DeepSpeech is the code that can do STT using machine learning approaches. But, like all machine learning systems, it is really useless without data to ‘learn’ from.

Common Voice is an attempt by Mozilla to build a body of recordings they can use to train on. It is a great idea and we encourage you to go to https://voice.mozilla.org and help with this effort. It is building a fully open (CC0 aka public domain) dataset. But this is just a dataset, it doesn’t ‘do’ anything.

Finally there is the model that Mozilla has generated by training DeepSpeech. That is are what you referred to 6.5%. Those models are based on data from Common Voice plus several other dataset (e.g. the Libre Voice dataset, so TED talks, etc).

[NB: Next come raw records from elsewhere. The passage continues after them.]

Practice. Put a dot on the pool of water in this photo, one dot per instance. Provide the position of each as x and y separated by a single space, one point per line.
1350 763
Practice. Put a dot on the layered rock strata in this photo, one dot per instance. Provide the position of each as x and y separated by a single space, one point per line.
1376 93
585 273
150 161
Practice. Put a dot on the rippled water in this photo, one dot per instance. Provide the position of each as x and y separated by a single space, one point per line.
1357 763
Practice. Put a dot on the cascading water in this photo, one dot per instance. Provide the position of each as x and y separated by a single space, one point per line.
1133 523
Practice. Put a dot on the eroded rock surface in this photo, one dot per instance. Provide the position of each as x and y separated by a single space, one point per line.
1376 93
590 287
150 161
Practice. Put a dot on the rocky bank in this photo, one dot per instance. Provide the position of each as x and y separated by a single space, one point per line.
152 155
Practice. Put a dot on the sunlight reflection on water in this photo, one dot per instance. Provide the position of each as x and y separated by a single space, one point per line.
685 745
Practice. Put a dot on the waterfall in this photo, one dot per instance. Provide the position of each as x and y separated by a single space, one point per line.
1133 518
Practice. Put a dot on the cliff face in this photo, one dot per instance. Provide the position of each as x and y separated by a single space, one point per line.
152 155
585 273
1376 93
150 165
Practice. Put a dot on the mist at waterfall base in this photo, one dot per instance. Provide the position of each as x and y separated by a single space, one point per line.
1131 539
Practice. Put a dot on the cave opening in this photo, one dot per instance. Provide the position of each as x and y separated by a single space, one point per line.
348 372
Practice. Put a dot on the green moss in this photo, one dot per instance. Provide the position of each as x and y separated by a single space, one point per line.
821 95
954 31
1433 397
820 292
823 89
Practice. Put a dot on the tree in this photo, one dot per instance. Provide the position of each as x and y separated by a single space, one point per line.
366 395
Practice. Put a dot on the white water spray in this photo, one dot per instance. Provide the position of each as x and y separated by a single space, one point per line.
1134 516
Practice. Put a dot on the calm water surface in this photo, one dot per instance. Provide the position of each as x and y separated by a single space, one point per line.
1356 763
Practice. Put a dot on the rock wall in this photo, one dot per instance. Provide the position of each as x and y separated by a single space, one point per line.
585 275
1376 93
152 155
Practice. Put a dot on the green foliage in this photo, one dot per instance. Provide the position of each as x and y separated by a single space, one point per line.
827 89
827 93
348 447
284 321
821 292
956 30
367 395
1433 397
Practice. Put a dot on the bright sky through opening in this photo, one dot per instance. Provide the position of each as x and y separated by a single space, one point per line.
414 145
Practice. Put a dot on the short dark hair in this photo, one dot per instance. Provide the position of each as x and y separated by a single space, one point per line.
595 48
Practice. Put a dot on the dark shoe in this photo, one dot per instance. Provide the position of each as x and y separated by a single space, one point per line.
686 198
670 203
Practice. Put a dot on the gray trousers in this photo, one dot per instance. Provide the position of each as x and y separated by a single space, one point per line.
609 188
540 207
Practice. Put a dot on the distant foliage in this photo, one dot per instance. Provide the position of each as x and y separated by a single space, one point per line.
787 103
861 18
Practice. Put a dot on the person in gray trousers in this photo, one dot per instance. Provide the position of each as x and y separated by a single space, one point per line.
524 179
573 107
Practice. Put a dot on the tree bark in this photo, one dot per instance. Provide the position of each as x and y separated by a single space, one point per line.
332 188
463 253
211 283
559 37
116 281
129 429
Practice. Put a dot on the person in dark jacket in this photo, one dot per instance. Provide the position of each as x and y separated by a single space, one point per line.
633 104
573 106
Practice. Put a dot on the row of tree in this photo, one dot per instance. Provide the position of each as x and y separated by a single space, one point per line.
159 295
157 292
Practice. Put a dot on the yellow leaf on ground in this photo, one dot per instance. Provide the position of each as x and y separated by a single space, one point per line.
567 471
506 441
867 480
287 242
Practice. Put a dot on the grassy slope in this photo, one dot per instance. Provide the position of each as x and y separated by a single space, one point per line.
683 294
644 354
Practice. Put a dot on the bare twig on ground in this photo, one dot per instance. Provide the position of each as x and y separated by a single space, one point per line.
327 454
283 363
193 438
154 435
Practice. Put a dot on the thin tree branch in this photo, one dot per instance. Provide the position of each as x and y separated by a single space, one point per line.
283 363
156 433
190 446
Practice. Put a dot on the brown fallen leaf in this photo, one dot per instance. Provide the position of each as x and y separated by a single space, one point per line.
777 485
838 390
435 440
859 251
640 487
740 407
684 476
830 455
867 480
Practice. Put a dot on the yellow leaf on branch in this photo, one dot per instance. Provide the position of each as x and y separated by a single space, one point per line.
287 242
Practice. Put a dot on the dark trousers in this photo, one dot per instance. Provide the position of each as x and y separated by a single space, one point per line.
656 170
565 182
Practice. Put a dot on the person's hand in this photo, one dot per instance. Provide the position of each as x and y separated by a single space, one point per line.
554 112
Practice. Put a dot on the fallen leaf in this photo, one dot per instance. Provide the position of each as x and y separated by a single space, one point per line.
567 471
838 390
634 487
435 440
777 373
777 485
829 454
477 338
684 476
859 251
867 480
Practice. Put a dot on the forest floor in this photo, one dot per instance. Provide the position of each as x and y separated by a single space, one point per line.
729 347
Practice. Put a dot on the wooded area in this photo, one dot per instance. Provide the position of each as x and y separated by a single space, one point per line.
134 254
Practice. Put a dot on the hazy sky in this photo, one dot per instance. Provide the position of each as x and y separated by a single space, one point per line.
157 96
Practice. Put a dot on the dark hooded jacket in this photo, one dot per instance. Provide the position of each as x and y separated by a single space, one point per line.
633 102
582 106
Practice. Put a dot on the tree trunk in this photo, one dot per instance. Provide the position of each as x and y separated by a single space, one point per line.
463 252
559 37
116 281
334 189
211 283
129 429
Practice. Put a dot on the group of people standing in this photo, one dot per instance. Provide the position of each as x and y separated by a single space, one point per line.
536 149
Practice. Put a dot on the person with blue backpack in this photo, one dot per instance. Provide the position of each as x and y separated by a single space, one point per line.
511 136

Mycroft fits in to this in two ways:

  1. We are building another dataset for them to train off of. Our users can participate in this by using the Opt In mechanism. We are building a custom license that is different from any existing license, allowing you to back out of sharing your data. This is different from the Common Voice dataset because once you release something to the public domain, you don’t get to withdraw it.
  2. As DeepSpeech and the trained model we jointly build matures, we are going to integrate it into the Mycroft ecosystem in two ways:
    a) DeepSpeech will be the engine we using in on our servers.
    b) We will provide tools allowing for a simple setup of DeepSpeech on your own device or private server if you want to host your own STT service and have the computational power available to support it.

The data DeepSpeech is training on right now is decent, but is holding the STT performance back because it is too clean. Most was recorded by someone at a desk using a good mic in a quiet environment. For DeepSpeech to really shine it needs data of people talking in kitchens with a stove fan runnig, coffe shops with lots of chatter in the background, cars with road noise, etc. And it needs lots of that data. That is where we – Mycroft AI and our community – have the unique ability to collaborate and really make this a successful joint effort.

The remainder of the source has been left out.